In this way, future ureteroscopy specific vision models must overcome the unusual hurdles intrinsic to the procedure, such as that it is taking place in fluid, with large amounts of dust artifact, and sometimes bleeding. Furthermore, there can be significant movement with blur due to ureteroscope movement, patient respiration and/or pulsations from nearby vessels. While accurately labeling this data is challenging because the ground truth for any given image or clip may not even be known to the surgeon, we feel well labeled data is critical for fine-tuning general models for optimal performance in computer vision tasks.
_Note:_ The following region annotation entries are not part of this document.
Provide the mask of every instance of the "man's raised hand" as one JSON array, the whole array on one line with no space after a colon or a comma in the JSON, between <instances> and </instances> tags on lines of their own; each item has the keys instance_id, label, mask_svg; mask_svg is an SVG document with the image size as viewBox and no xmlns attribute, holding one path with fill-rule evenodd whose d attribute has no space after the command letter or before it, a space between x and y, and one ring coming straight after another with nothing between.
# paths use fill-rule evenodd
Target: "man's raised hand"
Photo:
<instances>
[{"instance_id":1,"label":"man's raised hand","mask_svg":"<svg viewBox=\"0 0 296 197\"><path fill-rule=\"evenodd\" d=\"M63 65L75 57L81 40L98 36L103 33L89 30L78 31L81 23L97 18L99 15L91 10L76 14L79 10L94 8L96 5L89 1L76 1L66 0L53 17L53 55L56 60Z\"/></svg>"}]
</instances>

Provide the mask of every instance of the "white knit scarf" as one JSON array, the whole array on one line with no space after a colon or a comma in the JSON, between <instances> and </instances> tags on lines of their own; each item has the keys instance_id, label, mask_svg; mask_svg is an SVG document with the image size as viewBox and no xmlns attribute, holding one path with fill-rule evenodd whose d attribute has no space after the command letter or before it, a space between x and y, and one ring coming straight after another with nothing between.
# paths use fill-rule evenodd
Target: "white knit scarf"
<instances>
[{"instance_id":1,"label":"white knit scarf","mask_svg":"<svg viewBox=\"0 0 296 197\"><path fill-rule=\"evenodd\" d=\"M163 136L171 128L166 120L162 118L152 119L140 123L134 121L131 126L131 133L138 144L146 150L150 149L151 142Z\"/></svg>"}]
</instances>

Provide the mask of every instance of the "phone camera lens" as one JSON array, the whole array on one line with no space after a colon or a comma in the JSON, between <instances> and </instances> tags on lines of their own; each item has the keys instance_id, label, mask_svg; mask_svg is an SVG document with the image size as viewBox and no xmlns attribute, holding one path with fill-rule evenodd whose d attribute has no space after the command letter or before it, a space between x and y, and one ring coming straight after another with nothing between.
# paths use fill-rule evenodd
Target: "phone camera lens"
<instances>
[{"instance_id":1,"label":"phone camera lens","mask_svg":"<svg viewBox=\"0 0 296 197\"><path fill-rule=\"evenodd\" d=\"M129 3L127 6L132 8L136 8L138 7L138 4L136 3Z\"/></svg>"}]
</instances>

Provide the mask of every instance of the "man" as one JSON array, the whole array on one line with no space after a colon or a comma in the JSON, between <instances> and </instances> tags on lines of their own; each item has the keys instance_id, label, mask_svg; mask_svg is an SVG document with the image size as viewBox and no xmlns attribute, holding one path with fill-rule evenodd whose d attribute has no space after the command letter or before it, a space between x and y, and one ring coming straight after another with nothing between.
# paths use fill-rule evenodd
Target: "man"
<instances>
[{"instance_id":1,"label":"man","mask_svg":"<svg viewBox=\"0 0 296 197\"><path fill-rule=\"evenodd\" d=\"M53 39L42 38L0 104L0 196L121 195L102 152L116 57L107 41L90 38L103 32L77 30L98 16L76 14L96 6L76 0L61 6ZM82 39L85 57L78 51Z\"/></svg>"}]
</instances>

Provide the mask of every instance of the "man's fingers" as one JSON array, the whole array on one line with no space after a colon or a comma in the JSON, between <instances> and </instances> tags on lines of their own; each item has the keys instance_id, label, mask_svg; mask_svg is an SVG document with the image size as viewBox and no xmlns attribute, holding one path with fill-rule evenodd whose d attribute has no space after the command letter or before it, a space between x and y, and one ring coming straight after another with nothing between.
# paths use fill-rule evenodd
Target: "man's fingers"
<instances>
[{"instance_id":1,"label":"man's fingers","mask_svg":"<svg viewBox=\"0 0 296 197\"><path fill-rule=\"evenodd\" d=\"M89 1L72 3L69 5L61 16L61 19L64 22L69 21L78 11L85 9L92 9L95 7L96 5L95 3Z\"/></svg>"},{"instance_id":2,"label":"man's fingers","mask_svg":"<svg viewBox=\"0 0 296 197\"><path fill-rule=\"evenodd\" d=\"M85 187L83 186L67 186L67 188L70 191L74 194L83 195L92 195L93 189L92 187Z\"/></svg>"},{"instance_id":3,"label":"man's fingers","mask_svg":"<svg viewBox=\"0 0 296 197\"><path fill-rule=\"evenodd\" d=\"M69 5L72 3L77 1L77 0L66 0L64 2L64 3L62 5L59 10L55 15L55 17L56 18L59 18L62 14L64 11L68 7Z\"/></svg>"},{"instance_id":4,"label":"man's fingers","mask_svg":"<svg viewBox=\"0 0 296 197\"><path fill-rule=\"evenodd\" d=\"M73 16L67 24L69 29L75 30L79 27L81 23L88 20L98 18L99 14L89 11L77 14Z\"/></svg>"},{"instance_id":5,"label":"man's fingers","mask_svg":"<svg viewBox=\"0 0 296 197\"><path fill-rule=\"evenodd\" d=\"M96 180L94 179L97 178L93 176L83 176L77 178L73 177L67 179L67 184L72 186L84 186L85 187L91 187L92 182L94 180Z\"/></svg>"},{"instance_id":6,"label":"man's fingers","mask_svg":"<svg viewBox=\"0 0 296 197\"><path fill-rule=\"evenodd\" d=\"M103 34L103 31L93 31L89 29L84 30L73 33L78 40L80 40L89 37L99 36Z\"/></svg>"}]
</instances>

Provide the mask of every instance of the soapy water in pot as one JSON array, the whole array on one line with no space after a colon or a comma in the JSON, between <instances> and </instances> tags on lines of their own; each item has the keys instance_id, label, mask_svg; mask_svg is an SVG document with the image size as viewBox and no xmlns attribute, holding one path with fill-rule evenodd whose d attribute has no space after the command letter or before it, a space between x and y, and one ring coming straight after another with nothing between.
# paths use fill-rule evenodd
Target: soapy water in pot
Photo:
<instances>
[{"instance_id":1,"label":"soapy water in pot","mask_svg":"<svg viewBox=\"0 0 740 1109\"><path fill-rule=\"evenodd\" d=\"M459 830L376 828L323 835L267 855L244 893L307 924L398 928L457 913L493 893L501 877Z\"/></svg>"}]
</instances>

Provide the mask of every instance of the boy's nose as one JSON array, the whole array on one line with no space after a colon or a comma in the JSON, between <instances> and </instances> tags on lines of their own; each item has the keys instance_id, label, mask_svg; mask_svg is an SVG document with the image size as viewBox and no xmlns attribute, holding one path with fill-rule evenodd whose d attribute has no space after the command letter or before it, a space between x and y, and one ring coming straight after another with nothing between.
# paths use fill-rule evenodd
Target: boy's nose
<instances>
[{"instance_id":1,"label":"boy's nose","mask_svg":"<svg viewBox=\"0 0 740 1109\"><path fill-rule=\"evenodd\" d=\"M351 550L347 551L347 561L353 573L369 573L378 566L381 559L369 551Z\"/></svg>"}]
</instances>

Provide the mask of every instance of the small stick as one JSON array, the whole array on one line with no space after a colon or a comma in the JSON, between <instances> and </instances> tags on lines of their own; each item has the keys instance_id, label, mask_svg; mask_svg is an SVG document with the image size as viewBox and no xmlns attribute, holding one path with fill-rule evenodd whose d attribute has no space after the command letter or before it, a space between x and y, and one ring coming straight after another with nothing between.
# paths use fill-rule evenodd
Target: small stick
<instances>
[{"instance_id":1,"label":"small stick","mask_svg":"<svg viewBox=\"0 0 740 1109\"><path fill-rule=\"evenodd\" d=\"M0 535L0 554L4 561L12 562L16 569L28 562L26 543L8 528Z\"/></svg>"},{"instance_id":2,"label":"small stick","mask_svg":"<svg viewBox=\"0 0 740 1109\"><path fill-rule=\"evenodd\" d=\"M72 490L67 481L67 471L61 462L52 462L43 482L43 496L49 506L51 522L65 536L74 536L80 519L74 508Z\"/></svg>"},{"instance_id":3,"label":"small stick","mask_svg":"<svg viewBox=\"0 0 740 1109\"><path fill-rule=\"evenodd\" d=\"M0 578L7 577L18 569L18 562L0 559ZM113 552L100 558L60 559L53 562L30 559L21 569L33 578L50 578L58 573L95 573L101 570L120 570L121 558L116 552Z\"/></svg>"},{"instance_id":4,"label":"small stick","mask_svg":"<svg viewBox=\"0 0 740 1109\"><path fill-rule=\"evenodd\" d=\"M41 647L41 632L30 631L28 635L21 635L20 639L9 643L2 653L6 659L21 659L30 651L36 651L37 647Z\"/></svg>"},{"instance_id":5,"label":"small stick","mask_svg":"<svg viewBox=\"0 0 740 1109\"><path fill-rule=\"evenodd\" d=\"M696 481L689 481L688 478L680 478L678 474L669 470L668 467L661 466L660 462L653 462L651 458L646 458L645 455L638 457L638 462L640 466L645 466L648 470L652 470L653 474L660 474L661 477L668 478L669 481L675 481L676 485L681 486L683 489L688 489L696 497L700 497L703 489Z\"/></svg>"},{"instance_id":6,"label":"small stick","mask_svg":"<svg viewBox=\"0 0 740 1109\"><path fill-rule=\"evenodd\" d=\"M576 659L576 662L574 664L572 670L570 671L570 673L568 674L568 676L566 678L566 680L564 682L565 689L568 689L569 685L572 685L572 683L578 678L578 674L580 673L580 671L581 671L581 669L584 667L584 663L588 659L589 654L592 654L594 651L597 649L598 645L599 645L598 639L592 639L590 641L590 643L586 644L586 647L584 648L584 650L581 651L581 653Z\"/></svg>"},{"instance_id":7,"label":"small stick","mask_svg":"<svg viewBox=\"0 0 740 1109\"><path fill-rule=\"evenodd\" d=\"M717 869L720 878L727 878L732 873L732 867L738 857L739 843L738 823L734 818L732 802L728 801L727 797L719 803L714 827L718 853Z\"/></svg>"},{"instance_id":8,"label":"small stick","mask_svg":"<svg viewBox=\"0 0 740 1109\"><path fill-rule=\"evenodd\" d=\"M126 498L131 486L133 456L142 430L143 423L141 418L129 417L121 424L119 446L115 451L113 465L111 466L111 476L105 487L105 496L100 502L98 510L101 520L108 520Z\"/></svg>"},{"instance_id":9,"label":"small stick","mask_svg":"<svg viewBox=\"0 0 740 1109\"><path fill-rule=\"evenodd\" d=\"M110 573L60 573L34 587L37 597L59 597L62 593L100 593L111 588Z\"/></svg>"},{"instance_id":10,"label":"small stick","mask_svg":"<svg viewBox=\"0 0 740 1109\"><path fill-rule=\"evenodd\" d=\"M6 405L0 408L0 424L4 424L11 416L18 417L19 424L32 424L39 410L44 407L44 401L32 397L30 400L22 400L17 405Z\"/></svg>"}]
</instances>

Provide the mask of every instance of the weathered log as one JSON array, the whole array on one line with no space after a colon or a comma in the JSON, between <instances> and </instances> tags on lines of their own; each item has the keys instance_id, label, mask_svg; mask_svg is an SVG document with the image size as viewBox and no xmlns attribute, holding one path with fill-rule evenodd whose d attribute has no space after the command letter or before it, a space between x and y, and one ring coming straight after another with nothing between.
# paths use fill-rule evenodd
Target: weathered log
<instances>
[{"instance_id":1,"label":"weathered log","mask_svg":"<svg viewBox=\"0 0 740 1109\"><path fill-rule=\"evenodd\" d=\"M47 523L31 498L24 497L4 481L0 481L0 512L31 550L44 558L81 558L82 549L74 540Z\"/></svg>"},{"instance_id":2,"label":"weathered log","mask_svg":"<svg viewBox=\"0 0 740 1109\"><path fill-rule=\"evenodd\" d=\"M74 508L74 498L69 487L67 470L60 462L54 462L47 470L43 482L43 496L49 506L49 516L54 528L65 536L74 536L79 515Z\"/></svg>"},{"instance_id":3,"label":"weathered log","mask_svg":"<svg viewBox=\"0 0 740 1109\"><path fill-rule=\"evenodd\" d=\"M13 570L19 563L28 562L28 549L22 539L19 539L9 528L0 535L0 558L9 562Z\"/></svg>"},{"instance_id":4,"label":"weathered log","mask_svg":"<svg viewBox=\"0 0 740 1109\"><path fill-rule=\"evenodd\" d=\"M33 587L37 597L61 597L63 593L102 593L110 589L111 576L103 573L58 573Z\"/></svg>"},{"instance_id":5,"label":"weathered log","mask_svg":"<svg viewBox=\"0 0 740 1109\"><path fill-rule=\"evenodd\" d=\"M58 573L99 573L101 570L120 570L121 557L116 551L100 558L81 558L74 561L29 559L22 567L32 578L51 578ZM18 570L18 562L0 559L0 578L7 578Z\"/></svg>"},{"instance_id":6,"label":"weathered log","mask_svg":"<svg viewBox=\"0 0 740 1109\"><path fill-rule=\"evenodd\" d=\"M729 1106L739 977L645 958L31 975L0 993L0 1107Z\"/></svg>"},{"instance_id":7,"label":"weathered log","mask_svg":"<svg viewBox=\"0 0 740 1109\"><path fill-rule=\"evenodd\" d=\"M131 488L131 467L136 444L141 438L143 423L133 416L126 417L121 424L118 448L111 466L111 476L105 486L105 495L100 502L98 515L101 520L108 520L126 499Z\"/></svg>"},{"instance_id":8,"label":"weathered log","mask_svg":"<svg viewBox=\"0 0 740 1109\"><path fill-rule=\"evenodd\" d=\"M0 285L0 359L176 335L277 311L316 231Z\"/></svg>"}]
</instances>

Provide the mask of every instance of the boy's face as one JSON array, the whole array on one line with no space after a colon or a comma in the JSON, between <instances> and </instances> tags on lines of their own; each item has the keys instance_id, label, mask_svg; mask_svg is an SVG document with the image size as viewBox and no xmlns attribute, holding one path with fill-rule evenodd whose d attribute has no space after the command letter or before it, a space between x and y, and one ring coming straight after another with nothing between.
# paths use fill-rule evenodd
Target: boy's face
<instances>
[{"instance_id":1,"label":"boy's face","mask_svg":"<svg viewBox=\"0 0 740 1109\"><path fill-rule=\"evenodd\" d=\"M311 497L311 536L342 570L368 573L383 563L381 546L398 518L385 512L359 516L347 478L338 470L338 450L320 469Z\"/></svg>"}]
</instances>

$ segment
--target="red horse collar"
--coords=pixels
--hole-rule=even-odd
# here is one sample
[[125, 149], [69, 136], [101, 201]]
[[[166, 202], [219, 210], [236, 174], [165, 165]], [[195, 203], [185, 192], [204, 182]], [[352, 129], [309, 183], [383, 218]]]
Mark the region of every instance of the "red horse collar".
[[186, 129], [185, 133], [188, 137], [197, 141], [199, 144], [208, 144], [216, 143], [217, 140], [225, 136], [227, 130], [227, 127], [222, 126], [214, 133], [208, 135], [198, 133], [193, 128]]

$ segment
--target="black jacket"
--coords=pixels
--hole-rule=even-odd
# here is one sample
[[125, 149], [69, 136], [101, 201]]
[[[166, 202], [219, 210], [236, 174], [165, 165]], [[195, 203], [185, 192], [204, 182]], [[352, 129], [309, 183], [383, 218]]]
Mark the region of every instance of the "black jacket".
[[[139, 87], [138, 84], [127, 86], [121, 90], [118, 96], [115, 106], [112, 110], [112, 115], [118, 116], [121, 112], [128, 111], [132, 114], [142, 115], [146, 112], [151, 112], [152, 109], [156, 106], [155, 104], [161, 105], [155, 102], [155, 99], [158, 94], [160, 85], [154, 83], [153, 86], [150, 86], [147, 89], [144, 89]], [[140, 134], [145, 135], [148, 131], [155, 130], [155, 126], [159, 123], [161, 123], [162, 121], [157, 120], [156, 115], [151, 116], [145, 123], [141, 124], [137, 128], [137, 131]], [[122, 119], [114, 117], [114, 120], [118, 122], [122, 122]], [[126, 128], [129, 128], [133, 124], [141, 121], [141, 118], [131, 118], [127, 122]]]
Despite the challenges encountered, our study represents a novel investigation into the feasibility of detecting stone fragmentation events during ureteroscopy using a unique combination of contemporary AI technologies. Our approach diverges from traditional event detection methods by leveraging the instability characteristics of a point tracking foundation model, CoTracker, as a proxy signal for fragmentation. Specifically, we explored whether the disruption in tracking points, initialized via semantic segmentation (CLIPSeg) and identified through density-based clustering (HDBSCAN), could correlate with the physical event of a stone fragmenting. While the performance shows many limitations, this work contributes valuable insights into the application boundaries of these powerful general purpose models in complex, dynamic surgical environments and explores an unconventional methodology for event detection in a data-scarce domain, indicating the need for specifically designed models or fine-tuned methods for the unique challenges of more accurately analyzing fragmentation events in the future. Although our pipeline’s performance was modest, it can be applied to future laser lithotripsy videos to accelerate data labeling and support the creation of larger datasets for more robust training and improved fragmentation detection.
Conclusion
Detection of fragment production is still preliminary using computer vision models. Recent advancements in video point tracking may enable more accurate capture of object motion patterns, which could be used to track the fracture of fragments from the kidney stone. With refinement, the proposed pipeline may be utilized to provide feedback to the surgeon and/or laser to adjust power settings in real time.